それ突如としてゲームの世界に女性プレイヤーが降臨した時の野郎たちあるあるな行動じゃないか……。
『……あれだろ。クランとかに誘われたろ』
『そうなのよ。方々から誘いがきたわよ♪』
相当に嬉しかったようだな……。
『とにかくレベルアップおめでとう。今回は短いやり取りだけど次はしっかりと語り合いましょう。何たって私を必要としてる人が多いから、今回は先約であるそっちを優先させてもらうわね♪』
『おう。じゃあ次な』
で、普段とは違い淡泊なやり取りで終えてしまう。
「ふぅ~」
窓を開く。
火龍装備を外した状態だと冷たさを帯びた夜気をしっかりと肌で感じる事が出来る。
室内の暖かさと夜気が混じり合ってなんとも心地がいい。
今も残る戦いの精神的な疲れを癒やしてくれるけども……。
――……うん……。
「完全にチヤホヤされて勘違いしている、オタサーの姫ムーブやないかい!」
外に向かって吠える俺。
間違いなく今後、増長するであろうセラの姿は想像に難くない……。
そしてそんな女に振り回されることで元々の野郎たちのクランやらフレンドが、音を立てて崩れていくという未来も想像に難くない……。

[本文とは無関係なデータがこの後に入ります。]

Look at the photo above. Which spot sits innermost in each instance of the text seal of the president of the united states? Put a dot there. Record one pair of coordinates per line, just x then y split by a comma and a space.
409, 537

女性プレイヤーを一プレイヤーとして見れなくなった野郎たちはその時点で駄目なんだよな~。
「崩壊の序曲は奏でられた」
罪の所在は、勘違いさせていくように囲っていく野郎たちに有るんだけどな。
クラン崩壊、フレンドとの亀裂。破滅へと向けて歩み出したのは、野郎たち自らだからな。
なので同情はしない。
こりゃ次の連絡ではセラのヤツ――完全にボッチになってそうな気がするな。
というか――そうであれ!
と、情けない俺。
なにが情けないって、変な感情が俺にも芽生えている。
なに人の女に群がってんだよ! っていう訳の分からん心理。
別に恋人じゃないけど、他の男と仲良くする女友達は嫌だという妙な感情が芽生えてしまったのがなんか情けなかった……。
――――。
「どうされました?」
心配そうにエリスが問うてくる。
「ああ、いやな。ちょっと緊張しているんだ」
と、昨晩のセラのことを未だにひっぱている俺。
まったく……。厳かな空間だというのに、何を馬鹿な事を思い出しているんだか……。